Site de Léonce BOURLIAGUET

 

          A Ostie

          18 de mars.

 

       Mons. de Montaigne m'emmena au marché des poissons qui est dans une rue longue, étroite, toute pendillante de draps et de nippes aux fenêtres, et où de larges dalles de marbre blanc, couchées devant les boutiques, servent d'étal peut-être depuis l'Antiquité: de sorte que le sang éparpillé sur ce marbre en réseaux roses, rouges, noirs et violets, fait sembler les espadons, les dorades, les anguilles marines encore couchés sur les filets qui les ont pris.
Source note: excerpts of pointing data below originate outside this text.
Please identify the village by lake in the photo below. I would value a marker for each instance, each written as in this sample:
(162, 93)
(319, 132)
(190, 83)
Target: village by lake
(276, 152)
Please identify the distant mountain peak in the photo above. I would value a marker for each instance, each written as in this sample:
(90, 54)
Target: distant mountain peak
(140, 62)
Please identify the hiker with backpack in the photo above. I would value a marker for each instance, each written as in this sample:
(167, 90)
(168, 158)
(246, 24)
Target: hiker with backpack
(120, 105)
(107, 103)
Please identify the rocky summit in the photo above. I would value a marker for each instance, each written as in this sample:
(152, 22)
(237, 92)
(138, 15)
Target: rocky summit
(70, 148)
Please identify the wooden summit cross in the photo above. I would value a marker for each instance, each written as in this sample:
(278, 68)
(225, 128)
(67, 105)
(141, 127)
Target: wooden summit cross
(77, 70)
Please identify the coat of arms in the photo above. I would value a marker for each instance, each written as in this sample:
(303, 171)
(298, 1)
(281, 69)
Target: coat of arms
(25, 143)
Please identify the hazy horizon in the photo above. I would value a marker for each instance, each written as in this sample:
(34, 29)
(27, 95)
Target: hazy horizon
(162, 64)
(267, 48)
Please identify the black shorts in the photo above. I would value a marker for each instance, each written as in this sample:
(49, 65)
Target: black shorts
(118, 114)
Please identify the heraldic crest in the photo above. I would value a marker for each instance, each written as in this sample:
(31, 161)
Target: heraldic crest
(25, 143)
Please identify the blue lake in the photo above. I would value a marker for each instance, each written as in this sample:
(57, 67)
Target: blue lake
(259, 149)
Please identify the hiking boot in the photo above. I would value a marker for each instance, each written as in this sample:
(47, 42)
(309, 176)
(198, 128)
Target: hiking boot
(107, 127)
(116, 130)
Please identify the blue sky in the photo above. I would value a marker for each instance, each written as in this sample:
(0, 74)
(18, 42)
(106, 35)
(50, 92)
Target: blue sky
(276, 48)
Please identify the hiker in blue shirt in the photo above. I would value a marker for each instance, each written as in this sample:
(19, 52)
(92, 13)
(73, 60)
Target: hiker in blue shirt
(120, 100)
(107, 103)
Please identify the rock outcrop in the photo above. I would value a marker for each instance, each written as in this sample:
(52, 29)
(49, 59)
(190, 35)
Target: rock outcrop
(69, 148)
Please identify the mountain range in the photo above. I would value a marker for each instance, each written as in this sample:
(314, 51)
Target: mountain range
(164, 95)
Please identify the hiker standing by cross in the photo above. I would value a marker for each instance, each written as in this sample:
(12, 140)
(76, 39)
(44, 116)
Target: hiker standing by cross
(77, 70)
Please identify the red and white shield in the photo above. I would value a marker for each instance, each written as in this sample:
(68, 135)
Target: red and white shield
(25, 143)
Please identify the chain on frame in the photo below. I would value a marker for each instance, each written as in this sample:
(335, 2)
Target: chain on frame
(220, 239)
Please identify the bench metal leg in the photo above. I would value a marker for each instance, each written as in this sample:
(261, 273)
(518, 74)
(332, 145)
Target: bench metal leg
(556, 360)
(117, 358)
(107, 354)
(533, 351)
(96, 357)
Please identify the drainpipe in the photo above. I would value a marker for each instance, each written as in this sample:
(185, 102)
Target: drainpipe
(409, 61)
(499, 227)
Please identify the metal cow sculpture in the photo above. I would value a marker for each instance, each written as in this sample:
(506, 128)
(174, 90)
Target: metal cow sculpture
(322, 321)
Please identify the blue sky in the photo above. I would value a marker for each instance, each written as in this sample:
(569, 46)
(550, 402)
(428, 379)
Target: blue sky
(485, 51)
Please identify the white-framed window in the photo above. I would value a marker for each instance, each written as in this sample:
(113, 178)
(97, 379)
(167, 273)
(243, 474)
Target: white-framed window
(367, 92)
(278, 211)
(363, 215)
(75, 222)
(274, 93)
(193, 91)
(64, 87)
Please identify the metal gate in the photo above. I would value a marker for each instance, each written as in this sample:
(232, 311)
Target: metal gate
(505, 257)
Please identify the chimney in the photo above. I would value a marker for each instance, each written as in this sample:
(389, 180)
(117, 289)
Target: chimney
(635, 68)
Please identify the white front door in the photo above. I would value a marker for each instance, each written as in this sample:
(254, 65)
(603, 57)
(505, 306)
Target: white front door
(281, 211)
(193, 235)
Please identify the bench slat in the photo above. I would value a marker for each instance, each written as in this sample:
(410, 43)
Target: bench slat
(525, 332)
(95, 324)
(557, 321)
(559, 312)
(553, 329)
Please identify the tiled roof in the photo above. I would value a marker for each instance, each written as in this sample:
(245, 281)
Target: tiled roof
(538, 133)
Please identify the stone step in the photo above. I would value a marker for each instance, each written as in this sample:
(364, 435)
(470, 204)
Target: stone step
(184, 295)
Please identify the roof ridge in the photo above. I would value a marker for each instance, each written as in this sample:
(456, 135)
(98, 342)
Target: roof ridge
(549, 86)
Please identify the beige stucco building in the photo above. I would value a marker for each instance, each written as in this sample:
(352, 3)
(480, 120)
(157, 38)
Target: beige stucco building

La fraîchume vous pince au nez; on glisse sur les pavés usés, où l'on se loge le bout du soulier dans des mâchoires de gros poissons jetées aux chiens. -"Ces antres de l'écaille datent de Rome, me dit Mons. de Montaigne, et Caton, les trente as de sa provision quotidienne en poche, est peut-être venu ici acheter une petite sardine pour son dîner." Il s'intéressa longuement aux soles, truites, barbeaux, dorades et brochets, les comparant à ce qui se vend à Bordeaux, et aussi pour le prix: il en était très bien informé. Ce n'est pas la première fois que je rencontre qu'avec son air de ne pas regarder aux choses du ménage, il ne les perd pourtant pas de vue; et Madame de la Chassaigne a certainement dû faire la même remarque: ce sont les papillotes de sa philosophie. Cet homme inépuisable et surprenant ès choses savantes, pratiques et enfantines mystérieusement mêlées en sa noix cervicale, me fit observer que les marchands de chair d'eau, ici comme en France, arrachaient la tête à la baudroie, afin que les femmes gravides n'en fussent pas imprimées; ajoutant que c'était malheureusement, à ce qui se voit dans les quatre pas, une sage mesure prise toujours trop tard. Autour de nous bruissait le caquet des marchandes, qui est de l'italien ronflant et verdoyant. J'y appris de fort beaux jurons, dont certains paraissent chantés: Dieu lui-même en doit sourire.